I also note that I didn't write the page or pages down upon which these paragraphs appear, but they're from THE ANCESTOR'S TALE.

[Open quote.] And now, an important afterthought on evolutionary trees, drawing in lessons from Eve's Tale and the Neanderthal's Tale. We might call it the gibbon's decline and fall of the species tree. We normally assume that we can draw a single evolutionary tree for a set of species. But Eve's Tale told us that different parts of DNA (and thus different parts of an organism) can have different trees. I think this poses an inherent problem with the very idea of species trees. Species are composites of DNA from many different sources. As we saw in Eve's Tale and reiterated in the Neanderthal's Tale, each gene, in fact each DNA letter, takes its own path through history. Each piece of DNA, and each aspect of an organism, can have a different evolutionary tree.

An example of this comes up every day, but familiarity leads us to overlook its message. A Martian taxonomist shown only the genitals of a male human, a female human, and a male gibbon would have no hesitation in classifying the two males as more closely related to each other than either is to the female. Indeed, the gene determining maleness (called SRY has never been in a female body, at least since long before we and the gibbons diverged. Traditionally, morphologists plead a special case for sexual characteristics, to avoid 'nonsensical' classifications. But identical problems arise elsewhere. We saw it previously with ABO blood groups, in Eve's Tale. My B-group gene relates me more closely to a B-group chimpanzee than an A-group human. And it is not just sex genes or blood groups, but all genes and characteristics which are susceptible to this effect, under certain circumstances. The majority of both molecular and morphological characteristics show chimps as our closest relatives. But a sizeable minority show that gorillas are instead, or that chimps are most closely related to gorillas and both are equally close to humans.

This should not surprise us. Different genes are inherited through different routes. The population ancestral to all three species will have been diverse—each gene having many different lineages. It is quite possible for a gene in humans and gorillas to be descended from one lineage, while in chimps it is descended from a more distantly related one. A11 that is needed is for anciently diverged genetic lineages to continue through to the chimp-human split so humans can descend from one and chimps from another.

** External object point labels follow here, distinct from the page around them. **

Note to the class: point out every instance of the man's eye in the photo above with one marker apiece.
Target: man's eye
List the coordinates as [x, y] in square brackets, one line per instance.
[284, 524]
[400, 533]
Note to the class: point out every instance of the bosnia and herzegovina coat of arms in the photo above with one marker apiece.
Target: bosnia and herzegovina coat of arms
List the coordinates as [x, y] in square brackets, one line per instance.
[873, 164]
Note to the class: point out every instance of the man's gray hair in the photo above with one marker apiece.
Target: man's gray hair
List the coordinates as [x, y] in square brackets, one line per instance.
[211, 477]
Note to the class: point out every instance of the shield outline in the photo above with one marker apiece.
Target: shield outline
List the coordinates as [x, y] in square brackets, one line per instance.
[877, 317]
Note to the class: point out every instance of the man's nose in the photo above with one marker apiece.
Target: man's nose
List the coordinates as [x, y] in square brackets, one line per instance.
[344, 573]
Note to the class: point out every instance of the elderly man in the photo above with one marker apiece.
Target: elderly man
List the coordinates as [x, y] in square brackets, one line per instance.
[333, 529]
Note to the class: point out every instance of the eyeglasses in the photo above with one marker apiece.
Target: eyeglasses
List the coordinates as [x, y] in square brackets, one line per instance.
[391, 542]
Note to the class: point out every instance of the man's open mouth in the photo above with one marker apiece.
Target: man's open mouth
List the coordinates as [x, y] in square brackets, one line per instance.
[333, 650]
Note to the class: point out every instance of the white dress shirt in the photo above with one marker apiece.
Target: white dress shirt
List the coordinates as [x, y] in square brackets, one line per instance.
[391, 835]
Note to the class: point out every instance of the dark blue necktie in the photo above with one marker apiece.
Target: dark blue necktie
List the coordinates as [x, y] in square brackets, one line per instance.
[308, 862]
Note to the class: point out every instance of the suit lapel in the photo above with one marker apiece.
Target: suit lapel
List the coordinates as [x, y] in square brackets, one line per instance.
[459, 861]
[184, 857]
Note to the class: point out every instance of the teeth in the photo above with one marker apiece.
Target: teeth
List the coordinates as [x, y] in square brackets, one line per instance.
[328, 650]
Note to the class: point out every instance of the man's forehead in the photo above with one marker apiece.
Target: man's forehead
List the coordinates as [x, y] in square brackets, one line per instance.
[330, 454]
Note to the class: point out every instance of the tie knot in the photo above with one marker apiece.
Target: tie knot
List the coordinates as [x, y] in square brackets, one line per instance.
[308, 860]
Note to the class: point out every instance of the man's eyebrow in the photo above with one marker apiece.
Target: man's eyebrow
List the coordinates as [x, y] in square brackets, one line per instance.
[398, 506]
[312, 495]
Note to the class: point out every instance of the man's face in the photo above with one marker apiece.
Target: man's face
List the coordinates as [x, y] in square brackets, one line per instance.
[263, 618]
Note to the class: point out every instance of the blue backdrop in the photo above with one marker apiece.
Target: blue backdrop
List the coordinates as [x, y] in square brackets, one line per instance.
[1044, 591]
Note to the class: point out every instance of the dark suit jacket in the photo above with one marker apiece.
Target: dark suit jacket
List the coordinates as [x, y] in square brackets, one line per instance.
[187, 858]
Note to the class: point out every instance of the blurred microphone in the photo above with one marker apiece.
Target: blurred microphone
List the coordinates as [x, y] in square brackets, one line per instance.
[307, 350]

So we have to admit that a single tree is not the whole story. Species trees can be drawn, but they must be considered a simplified summary of a multitude of gene trees. I can imagine interpreting a species tree in two different ways. The first is the conventional genealogical interpretation. One species is the closest relative of another if, out of all the species considered, it shares the most recent common genealogical ancestor. The second is, I suspect, the way of the future. A species tree can be seen as depicting the relationships among a democratic majority of the genome. It represents the result of a 'majority vote' among gene trees.

The democratic idea—the genetic vote—is the one that I prefer. In this book, all relationships between species should be interpreted in this way. All the phylogenetic trees I present should be viewed in this spirit of genetic democracy, from the relationships between apes to the relationships between the animals, plants, fungi and bacteria. [Close quote.]